Anders Leipzig: Für den SC DHfK geht ein Horrorjahr entsprechend zu Ende. Vor heimischer Kulisse unterlag man den Rhein-Neckar-Löwen mit 26:30 (16:15). Die Partie begann hektisch: In seiner ersten Auszeit wies der Leipziger Trainer Frank Carstens darauf hin, Angriffe länger auszuspielen. Auch ein Zeichen der Krise: Der SC DHfK spielte als Mittelfeldmannschaft über Jahre einen gepflegten Tempohandball, heute überwiegt die Unsicherheit. Nach zwölf Minuten hieß es bereits 8:3 für die Mannheimer. Doch die Messestädter robbten sich wieder ran und gingen sogar zur Halbzeit in Front. Danach zeigten die Sachsen wieder ihr anderes Gesicht: Die ersten zehn Minuten der zweiten Hälfte blieben sie ohne Treffer. Auch wenn im Kasten erst Domenico Ebner – dessen Abgang im Sommer zu Lemgo bereits beschlossene Sache ist – und in den Schlussminuten Tomáš Mrkva alles taten, um ihr Team im Spiel zu halten, warfen nervöse Leipziger den Mannheimer Keeper David Späth in den entscheidenden Minuten berühmt.
Der SC DHfK ist mit nur fünf Punkten Schlusslicht, genauso viele, wie er nunmehr Rückstand auf den rettenden 16. Platz hat. Sollte die Klasse nicht gehalten werden, wird die Problemanalyse vor der Abstiegssaison beginnen müssen: Schon die Rückrunde der Spielzeit 24/25 war zum Abgewöhnen. Weil das Angebot verlockend war, hatte man im Winter den Halbrechten Viggó Kristjánsson nach Erlangen abgegeben. Im Sommer dann folgte die Entlassung von Trainer Rúnar Sigtryggsson, der heute Wetzlar coacht; damit hatte man auch Spielmacher und Trainersohn Andri Már Rúnarsson vergrault. Der sollte eigentlich Luca Witzke, den es nach Flensburg zog, beerben. Auch Rúnarsson spielt nunmehr in Erlangen.

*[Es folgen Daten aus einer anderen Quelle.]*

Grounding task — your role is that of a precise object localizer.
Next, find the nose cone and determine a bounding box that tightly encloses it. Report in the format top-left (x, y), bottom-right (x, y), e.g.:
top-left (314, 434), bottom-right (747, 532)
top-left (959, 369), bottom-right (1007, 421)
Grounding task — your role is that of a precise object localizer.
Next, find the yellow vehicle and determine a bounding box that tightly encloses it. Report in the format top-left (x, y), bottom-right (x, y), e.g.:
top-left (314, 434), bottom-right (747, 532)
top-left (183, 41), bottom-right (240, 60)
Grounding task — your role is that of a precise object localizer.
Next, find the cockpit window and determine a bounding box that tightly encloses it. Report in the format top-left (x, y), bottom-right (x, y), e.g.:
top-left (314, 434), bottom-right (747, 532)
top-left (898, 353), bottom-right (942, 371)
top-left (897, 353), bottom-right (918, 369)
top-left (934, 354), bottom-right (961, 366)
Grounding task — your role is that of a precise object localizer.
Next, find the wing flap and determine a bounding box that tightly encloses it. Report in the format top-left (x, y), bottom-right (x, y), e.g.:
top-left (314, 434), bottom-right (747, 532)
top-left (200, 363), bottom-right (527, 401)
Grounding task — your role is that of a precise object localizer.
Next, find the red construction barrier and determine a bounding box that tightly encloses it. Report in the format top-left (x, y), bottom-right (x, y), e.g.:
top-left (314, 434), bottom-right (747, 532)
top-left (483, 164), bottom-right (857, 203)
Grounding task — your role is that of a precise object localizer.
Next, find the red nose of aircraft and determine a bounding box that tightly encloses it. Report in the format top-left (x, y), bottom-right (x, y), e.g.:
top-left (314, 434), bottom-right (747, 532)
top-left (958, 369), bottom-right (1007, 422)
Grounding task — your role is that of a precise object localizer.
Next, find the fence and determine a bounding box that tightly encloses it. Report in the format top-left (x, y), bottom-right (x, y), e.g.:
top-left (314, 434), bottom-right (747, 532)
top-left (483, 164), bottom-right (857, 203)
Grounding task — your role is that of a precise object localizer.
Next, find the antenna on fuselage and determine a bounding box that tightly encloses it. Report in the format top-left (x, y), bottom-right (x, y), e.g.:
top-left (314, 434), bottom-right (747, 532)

Mitte November dann wurden Cheftrainer Raúl Alonso und Sportdirektor Bastian Roscheck nach einer schmerzhaften Auswärtspleite bei der direkten Konkurrenz in Minden beurlaubt. Carstens soll nun den Karren aus dem Dreck ziehen. Aber es scheint, als wäre die elfte Bundesligasaison nach dem Wiederaufstieg die vorerst letzte des SC DHfK Leipzig.
Und sonst? Meister Füchse Berlin demontierte daheim Göppingen mit 42:29 (17:17). In Berlin verdichten sich die Gerüchte um eine namhafte Neuverpflichtung: Der französische Nationalspieler Dika Mem soll von Barcelona an die Spree wechseln.